ゴルフの初心者は、誰かに誘われない限りゴルフ場には訪れにくいため、今後どのように初心者を集めるのかといった点は考える余地がありそうです。
※ゴルフのターゲティングの話は、こちらの記事でもお伝えしている通りです。(ゴル女を増やすマーケティング的思考)
また、逆の立場、コース側の立場でも考えてみる必要があります。コース側の立場からすれば、TeeRexに参加することで、ゴルフ場への集客経路の1つが確保でき、既存の集客を脅かす存在になるのかという点が大きなポイントです。ゴルフ場の予約枠には上限がありますので、拡大を感じることができればTeeRex予約枠の拡大に繋がるでしょう。

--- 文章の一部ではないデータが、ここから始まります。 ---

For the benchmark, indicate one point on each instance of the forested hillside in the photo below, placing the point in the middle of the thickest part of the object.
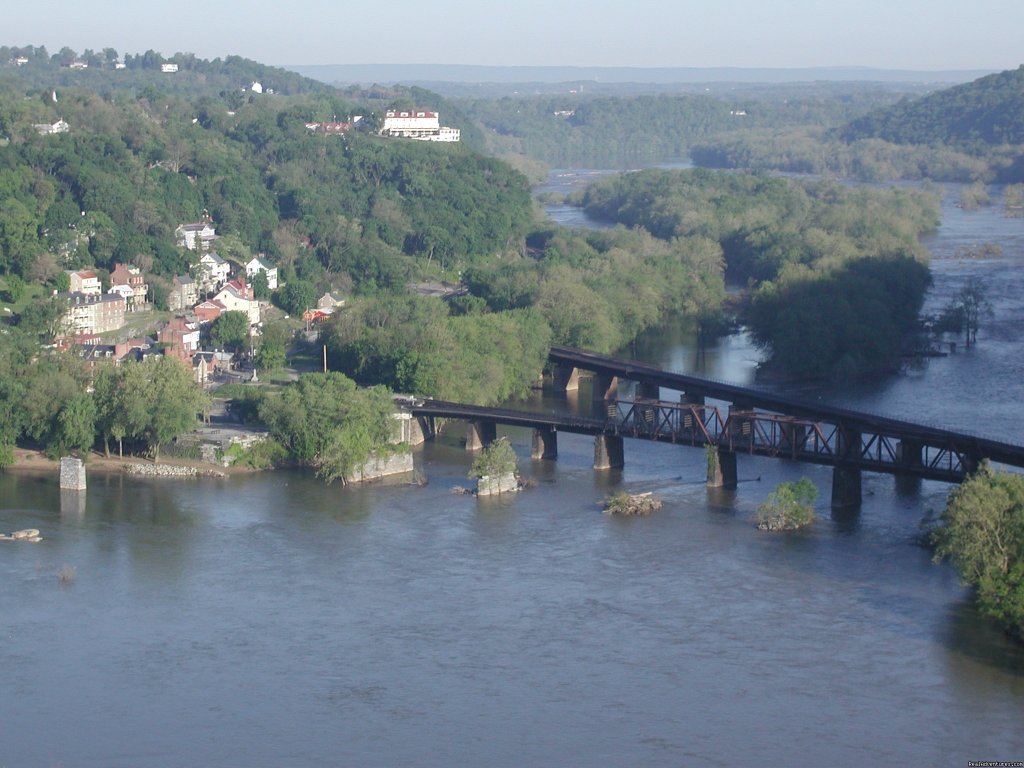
(838, 273)
(134, 164)
(971, 132)
(974, 116)
(577, 130)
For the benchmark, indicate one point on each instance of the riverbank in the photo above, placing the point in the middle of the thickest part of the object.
(36, 461)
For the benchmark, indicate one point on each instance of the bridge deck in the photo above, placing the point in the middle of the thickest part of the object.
(757, 422)
(1003, 453)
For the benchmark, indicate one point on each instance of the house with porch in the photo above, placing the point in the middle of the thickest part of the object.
(128, 281)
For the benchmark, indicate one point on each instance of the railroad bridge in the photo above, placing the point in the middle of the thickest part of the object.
(741, 420)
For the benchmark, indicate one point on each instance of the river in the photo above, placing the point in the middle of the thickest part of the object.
(270, 620)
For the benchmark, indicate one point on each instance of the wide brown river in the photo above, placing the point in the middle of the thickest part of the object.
(271, 621)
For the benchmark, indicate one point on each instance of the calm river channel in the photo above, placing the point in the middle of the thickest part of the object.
(273, 621)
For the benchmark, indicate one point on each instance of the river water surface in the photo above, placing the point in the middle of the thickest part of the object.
(272, 621)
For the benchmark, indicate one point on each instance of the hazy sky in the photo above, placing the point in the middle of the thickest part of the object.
(889, 34)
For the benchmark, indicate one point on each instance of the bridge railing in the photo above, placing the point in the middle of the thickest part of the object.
(785, 436)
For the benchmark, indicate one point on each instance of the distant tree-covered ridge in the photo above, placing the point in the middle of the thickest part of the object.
(837, 273)
(984, 113)
(969, 132)
(353, 209)
(577, 130)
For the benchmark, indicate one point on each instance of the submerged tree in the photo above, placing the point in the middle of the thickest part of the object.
(495, 460)
(788, 506)
(983, 535)
(965, 311)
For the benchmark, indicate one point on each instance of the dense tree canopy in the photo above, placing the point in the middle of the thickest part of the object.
(838, 274)
(983, 534)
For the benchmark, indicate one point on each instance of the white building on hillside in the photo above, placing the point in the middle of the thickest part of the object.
(257, 265)
(84, 281)
(196, 236)
(418, 124)
(212, 271)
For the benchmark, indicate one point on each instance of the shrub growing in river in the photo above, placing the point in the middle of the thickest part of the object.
(788, 506)
(983, 535)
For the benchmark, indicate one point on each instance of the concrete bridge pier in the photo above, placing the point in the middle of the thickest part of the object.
(427, 426)
(846, 487)
(479, 433)
(565, 378)
(608, 453)
(908, 453)
(794, 436)
(545, 443)
(722, 473)
(605, 387)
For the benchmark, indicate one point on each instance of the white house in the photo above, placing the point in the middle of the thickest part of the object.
(237, 296)
(183, 294)
(44, 129)
(419, 124)
(196, 236)
(258, 265)
(212, 271)
(84, 281)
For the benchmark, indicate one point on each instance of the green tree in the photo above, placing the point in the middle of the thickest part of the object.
(327, 422)
(161, 400)
(495, 460)
(272, 346)
(230, 331)
(982, 532)
(788, 506)
(76, 425)
(259, 285)
(296, 297)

ユーザーの拡大とゴルフ場の拡大。両輪がうまく回ることがTeeRexの広がりのカギになりそうです。
TeeRexというゴルフのサブスクを通じて、既存の1人で予約が出来るサイトや、ゴルフ好きが集まるコミュニティ以上の魅力をTeeRexが発信していけるのか?は今後の課題になっていくかもしれません。
まとめ
Golf Round Subscription TeeRexは、今後のゴルフ人口を増やす1つのきっかけとなるでしょう。
今後、他のゴルフサービスとの連携や、追随してくるサービスが生まれるかが、ゴルフサブスクリプションのビジネスとしての損益分岐点を見定める1つの指標になりそうです。
一人のゴルフ好きとして、ゴルフ業界の活性化に向けて、引き続き楽しみに見守っていきたいですね。